CITTÀ DEL VATICANO, 20 APR - Nel mezzo di un "pericoloso conflitto globale a pezzi in atto, al quale non possiamo assistere inerti", ciò che serve, anzi, che si rende urgente e necessaria è una "diplomazia della cultura", alimentata da incontro e collaborazione tra i ricercatori di ogni cultura e religione e dal dialogo tra la Chiesa e il mondo, sempre rispettoso della verità e libero dalle ideologie "che uccidono". Papa Francesco ha condiviso con i membri del Pontificio Comitato di Scienze Storiche, ricevuti oggi in Vaticano a settant'anni dalla sua istituzione, la possibile strada per intravedere spiragli di luce in quest'epoca buia della storia. "Vi invito a proseguire nel lavoro di ricerca storica aprendo orizzonti di dialogo, dove portare la luce della speranza del Vangelo, quella speranza che non delude", ha detto.

Per il Pontefice, è "una dinamica multiculturale feconda e propositiva" quella in cui si inscrive il lavoro convegnistico ed editoriale del Pontificio Comitato, caratterizzato da "un impegno nella ricerca della verità storica su scala mondiale, in uno spirito di dialogo con differenti sensibilità storiografiche e con molteplici tradizioni di studi". "È bene che collaboriate con altri, espandendo le vostre relazioni scientifiche e umane, ed evitando forme di chiusura mentale e istituzionale", ha sottolineato.

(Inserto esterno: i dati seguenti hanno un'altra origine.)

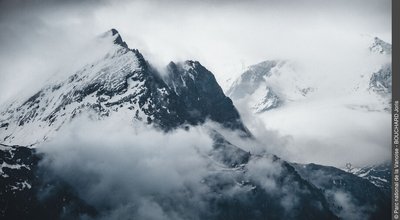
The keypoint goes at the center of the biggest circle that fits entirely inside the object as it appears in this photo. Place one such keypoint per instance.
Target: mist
(39, 37)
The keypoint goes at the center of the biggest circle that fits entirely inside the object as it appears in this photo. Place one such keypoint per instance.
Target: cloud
(126, 171)
(37, 36)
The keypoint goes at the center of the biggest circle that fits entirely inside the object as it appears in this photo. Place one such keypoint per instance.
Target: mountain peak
(116, 36)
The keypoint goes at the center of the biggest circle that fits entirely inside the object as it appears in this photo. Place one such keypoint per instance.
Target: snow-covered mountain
(380, 175)
(268, 85)
(380, 46)
(120, 82)
(234, 183)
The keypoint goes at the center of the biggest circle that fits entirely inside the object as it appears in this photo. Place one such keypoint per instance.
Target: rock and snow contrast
(268, 85)
(55, 164)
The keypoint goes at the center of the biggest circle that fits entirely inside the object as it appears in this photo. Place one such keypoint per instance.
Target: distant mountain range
(122, 83)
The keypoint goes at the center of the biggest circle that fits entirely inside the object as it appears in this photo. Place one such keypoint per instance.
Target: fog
(38, 37)
(327, 38)
(137, 172)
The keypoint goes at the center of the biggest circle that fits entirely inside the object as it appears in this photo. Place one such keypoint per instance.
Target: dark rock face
(380, 46)
(201, 95)
(380, 175)
(242, 186)
(123, 81)
(381, 81)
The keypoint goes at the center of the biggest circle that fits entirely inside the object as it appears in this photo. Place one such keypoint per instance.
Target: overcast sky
(37, 37)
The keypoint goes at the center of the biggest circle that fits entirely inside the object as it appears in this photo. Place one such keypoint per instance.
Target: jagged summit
(119, 81)
(202, 95)
(117, 39)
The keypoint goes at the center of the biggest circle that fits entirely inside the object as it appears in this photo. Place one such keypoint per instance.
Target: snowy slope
(116, 80)
(268, 85)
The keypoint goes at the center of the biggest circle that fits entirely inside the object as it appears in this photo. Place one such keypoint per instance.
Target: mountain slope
(268, 85)
(201, 95)
(120, 82)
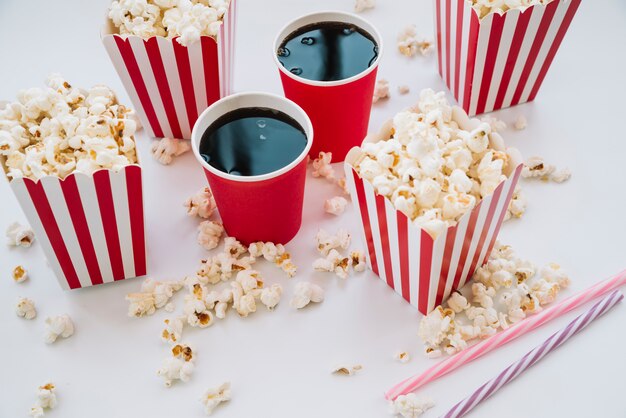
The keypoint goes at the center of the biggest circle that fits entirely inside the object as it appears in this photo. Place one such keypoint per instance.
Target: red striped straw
(534, 356)
(503, 337)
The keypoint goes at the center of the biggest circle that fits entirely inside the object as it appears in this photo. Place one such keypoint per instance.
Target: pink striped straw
(503, 337)
(532, 357)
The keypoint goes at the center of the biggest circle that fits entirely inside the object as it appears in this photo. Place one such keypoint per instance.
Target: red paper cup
(339, 110)
(501, 60)
(266, 207)
(90, 227)
(170, 84)
(423, 270)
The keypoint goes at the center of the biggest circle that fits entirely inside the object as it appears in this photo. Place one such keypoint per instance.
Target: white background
(278, 362)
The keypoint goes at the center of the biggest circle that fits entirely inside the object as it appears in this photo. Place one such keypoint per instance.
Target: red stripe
(126, 51)
(459, 40)
(403, 249)
(488, 220)
(211, 70)
(471, 59)
(81, 227)
(497, 24)
(426, 256)
(384, 238)
(439, 30)
(514, 181)
(448, 30)
(365, 218)
(135, 208)
(511, 60)
(109, 224)
(156, 61)
(546, 19)
(569, 15)
(445, 268)
(467, 241)
(46, 216)
(186, 80)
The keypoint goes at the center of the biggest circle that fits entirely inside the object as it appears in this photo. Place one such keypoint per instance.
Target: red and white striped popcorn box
(91, 227)
(500, 60)
(170, 84)
(423, 270)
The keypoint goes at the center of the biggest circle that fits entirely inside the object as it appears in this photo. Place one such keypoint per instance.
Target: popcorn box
(91, 227)
(501, 60)
(423, 270)
(170, 84)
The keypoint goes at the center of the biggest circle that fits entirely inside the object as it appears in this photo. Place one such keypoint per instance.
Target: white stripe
(56, 199)
(87, 189)
(122, 71)
(508, 31)
(166, 46)
(479, 66)
(141, 55)
(28, 207)
(119, 190)
(529, 37)
(555, 25)
(394, 250)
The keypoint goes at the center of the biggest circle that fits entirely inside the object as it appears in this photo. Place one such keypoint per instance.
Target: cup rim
(196, 137)
(329, 15)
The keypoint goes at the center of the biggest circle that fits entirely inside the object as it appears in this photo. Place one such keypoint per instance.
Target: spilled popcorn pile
(61, 129)
(186, 19)
(503, 291)
(435, 164)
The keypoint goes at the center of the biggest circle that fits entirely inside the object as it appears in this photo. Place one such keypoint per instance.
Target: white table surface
(278, 362)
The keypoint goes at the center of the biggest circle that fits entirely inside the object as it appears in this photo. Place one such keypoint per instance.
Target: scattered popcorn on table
(61, 129)
(436, 163)
(214, 396)
(381, 91)
(165, 149)
(19, 274)
(201, 204)
(18, 235)
(46, 399)
(409, 43)
(209, 234)
(502, 292)
(347, 370)
(187, 20)
(25, 308)
(410, 406)
(179, 366)
(336, 205)
(305, 293)
(362, 5)
(58, 326)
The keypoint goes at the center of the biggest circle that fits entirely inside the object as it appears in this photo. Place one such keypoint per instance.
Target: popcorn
(336, 205)
(178, 367)
(18, 235)
(362, 5)
(201, 204)
(62, 129)
(381, 91)
(409, 43)
(214, 396)
(209, 234)
(304, 293)
(58, 326)
(25, 308)
(410, 406)
(46, 399)
(19, 274)
(347, 370)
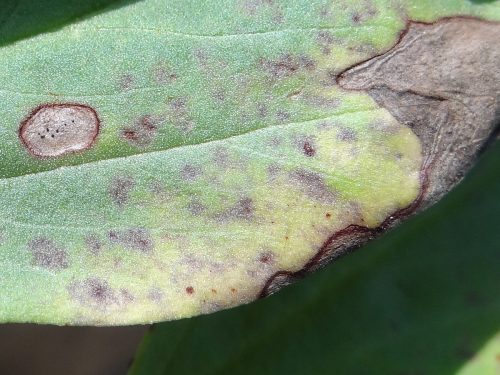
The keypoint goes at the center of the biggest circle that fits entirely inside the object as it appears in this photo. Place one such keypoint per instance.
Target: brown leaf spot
(267, 257)
(308, 148)
(442, 81)
(347, 135)
(93, 244)
(143, 132)
(119, 190)
(47, 254)
(94, 292)
(54, 130)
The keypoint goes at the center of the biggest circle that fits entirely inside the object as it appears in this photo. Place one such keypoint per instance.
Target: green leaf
(225, 151)
(421, 300)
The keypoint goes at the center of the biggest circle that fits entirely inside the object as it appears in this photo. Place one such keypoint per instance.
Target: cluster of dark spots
(119, 190)
(94, 244)
(53, 130)
(138, 239)
(325, 41)
(287, 65)
(179, 114)
(191, 172)
(196, 208)
(159, 190)
(282, 116)
(243, 209)
(94, 292)
(143, 132)
(273, 172)
(126, 82)
(219, 95)
(313, 185)
(347, 135)
(47, 254)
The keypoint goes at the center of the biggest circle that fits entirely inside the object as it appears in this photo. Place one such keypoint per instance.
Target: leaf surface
(226, 151)
(421, 300)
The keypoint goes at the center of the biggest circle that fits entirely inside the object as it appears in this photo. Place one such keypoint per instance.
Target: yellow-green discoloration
(254, 158)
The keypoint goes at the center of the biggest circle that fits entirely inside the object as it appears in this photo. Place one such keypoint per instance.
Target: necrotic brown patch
(119, 190)
(47, 254)
(54, 130)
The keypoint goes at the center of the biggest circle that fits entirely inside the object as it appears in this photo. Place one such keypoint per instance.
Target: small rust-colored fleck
(54, 130)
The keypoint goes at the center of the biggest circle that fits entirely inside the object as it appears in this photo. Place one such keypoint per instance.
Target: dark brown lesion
(443, 81)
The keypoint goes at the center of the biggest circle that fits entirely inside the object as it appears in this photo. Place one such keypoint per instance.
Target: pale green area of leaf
(486, 361)
(236, 90)
(423, 299)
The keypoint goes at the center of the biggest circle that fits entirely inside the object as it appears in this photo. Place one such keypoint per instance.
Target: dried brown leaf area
(443, 81)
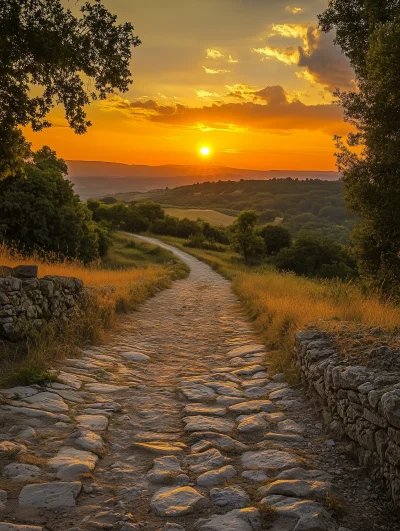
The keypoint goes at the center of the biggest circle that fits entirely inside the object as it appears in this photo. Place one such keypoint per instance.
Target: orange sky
(250, 79)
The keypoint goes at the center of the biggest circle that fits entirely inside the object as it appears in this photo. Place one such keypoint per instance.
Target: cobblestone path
(175, 424)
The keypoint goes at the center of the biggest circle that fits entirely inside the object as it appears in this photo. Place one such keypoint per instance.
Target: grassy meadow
(211, 216)
(135, 270)
(281, 304)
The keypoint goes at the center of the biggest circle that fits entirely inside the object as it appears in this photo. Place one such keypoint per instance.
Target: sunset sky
(252, 80)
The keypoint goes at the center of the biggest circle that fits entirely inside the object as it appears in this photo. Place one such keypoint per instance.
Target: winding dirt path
(175, 424)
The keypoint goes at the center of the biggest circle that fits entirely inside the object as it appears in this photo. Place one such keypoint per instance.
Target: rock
(50, 495)
(198, 392)
(71, 463)
(136, 356)
(202, 423)
(161, 447)
(25, 271)
(200, 409)
(8, 448)
(228, 400)
(105, 388)
(20, 471)
(246, 350)
(251, 425)
(234, 497)
(294, 507)
(92, 422)
(3, 499)
(297, 488)
(165, 469)
(26, 434)
(216, 477)
(202, 462)
(69, 379)
(88, 440)
(5, 526)
(237, 520)
(220, 441)
(48, 402)
(271, 460)
(256, 476)
(302, 474)
(315, 522)
(290, 426)
(252, 406)
(177, 501)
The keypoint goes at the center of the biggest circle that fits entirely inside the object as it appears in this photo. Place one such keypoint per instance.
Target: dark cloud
(276, 112)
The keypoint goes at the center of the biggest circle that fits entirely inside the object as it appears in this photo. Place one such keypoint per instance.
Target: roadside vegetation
(131, 272)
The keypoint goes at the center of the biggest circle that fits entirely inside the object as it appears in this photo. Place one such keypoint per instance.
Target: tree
(369, 34)
(275, 238)
(69, 60)
(245, 239)
(313, 256)
(40, 212)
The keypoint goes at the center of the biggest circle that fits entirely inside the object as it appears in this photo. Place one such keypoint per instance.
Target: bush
(275, 238)
(312, 256)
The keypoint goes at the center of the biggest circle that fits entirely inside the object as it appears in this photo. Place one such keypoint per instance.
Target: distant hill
(93, 179)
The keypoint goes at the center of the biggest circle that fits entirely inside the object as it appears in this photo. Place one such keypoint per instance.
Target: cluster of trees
(140, 217)
(39, 212)
(369, 35)
(309, 255)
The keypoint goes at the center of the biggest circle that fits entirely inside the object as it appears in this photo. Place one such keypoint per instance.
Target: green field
(212, 216)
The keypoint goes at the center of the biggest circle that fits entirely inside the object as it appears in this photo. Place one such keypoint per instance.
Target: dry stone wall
(358, 402)
(27, 302)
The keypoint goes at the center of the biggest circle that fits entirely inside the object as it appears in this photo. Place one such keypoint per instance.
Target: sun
(205, 151)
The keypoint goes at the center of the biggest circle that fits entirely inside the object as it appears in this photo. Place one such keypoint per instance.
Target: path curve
(174, 424)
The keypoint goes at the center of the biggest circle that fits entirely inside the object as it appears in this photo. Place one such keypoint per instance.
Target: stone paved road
(175, 424)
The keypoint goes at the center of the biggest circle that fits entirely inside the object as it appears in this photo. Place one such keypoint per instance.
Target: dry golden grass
(29, 362)
(281, 304)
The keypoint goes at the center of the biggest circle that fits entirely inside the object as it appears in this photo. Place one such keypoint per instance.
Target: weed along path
(175, 424)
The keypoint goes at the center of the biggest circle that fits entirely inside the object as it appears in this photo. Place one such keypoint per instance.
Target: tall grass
(281, 304)
(28, 362)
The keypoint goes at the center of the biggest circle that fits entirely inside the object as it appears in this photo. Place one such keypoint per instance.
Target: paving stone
(161, 447)
(136, 356)
(199, 392)
(216, 477)
(88, 440)
(71, 463)
(228, 400)
(303, 474)
(252, 406)
(201, 409)
(6, 526)
(47, 401)
(164, 470)
(220, 441)
(92, 422)
(50, 495)
(202, 423)
(234, 497)
(237, 520)
(21, 471)
(204, 461)
(297, 488)
(270, 460)
(177, 501)
(252, 424)
(3, 499)
(105, 388)
(290, 426)
(245, 350)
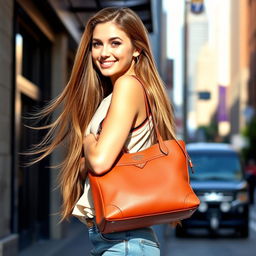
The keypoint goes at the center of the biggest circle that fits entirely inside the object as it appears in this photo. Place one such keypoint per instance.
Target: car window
(216, 166)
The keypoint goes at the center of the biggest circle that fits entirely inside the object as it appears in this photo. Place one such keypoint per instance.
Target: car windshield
(216, 166)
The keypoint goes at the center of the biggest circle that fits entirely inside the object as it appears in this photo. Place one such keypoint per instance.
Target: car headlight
(225, 206)
(242, 196)
(203, 207)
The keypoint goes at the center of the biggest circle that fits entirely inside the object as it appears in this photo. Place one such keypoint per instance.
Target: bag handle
(161, 143)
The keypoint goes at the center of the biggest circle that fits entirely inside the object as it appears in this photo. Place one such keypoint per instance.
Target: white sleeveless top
(138, 139)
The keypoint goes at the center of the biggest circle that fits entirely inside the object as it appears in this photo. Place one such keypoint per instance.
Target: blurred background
(205, 52)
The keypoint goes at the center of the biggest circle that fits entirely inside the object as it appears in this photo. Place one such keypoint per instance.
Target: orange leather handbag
(145, 188)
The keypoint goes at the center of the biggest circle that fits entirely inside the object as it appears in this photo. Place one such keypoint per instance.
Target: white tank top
(138, 139)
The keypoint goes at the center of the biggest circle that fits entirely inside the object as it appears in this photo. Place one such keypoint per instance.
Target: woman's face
(112, 50)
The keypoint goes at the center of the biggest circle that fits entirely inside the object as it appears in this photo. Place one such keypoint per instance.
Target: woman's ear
(136, 53)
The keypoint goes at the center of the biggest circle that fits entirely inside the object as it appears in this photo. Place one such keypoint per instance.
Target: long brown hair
(83, 93)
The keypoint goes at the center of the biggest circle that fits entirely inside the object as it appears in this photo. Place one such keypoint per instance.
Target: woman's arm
(127, 100)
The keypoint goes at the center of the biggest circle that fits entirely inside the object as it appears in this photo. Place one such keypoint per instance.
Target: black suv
(219, 181)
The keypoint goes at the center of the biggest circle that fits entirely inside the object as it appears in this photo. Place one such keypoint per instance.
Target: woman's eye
(95, 44)
(115, 43)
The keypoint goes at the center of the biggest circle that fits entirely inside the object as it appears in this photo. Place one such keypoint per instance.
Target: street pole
(185, 85)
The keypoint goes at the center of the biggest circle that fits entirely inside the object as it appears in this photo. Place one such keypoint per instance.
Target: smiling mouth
(107, 64)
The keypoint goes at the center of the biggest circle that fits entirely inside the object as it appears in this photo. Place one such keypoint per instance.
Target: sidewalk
(75, 243)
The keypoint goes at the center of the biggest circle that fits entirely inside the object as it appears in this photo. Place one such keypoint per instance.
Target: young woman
(104, 113)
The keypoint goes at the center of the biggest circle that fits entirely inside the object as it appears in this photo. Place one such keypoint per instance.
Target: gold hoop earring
(136, 59)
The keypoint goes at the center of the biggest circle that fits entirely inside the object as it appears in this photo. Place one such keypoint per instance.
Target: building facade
(38, 41)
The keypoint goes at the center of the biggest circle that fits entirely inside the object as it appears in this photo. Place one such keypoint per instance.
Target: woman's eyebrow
(110, 39)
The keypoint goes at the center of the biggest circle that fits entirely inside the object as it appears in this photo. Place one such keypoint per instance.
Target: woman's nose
(105, 51)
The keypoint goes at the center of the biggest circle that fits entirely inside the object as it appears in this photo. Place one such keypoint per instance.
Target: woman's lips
(107, 64)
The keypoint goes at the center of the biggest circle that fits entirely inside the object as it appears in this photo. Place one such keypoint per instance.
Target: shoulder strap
(162, 146)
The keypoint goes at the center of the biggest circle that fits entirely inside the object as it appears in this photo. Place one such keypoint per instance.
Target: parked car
(219, 181)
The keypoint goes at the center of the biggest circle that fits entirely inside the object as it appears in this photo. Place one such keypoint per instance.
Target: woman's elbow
(100, 165)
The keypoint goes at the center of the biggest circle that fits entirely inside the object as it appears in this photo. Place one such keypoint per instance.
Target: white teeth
(107, 64)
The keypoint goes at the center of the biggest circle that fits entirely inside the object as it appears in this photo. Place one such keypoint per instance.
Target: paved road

Questo approccio arricchente, "fatto di ascolto costante e attento, libero da ogni ideologia - le ideologie uccidono - e rispettoso della verità", Francesco ha incoraggiato a mantenerlo sempre. "Nell'incontro e nella collaborazione con ricercatori di ogni cultura e religione, voi potete offrire un contributo specifico al dialogo tra la Chiesa e il mondo contemporaneo", ha osservato.

Tra la Chiesa e la storia c'è infatti "una relazione vitale", ha aggiunto il Papa, segnata dalla "comune ricerca della verità" e dal "comune servizio alla verità". "Ricerca e servizio", lo affermava già Paolo VI nel 1967 quando, parlando agli storici, indicò un punto di incontro "tra la verità religiosa della quale la Chiesa è depositaria" e "la verità storica, della quale voi siete i buoni e devoti servitori": "La Chiesa cammina nella storia, accanto alle donne e agli uomini di ogni tempo".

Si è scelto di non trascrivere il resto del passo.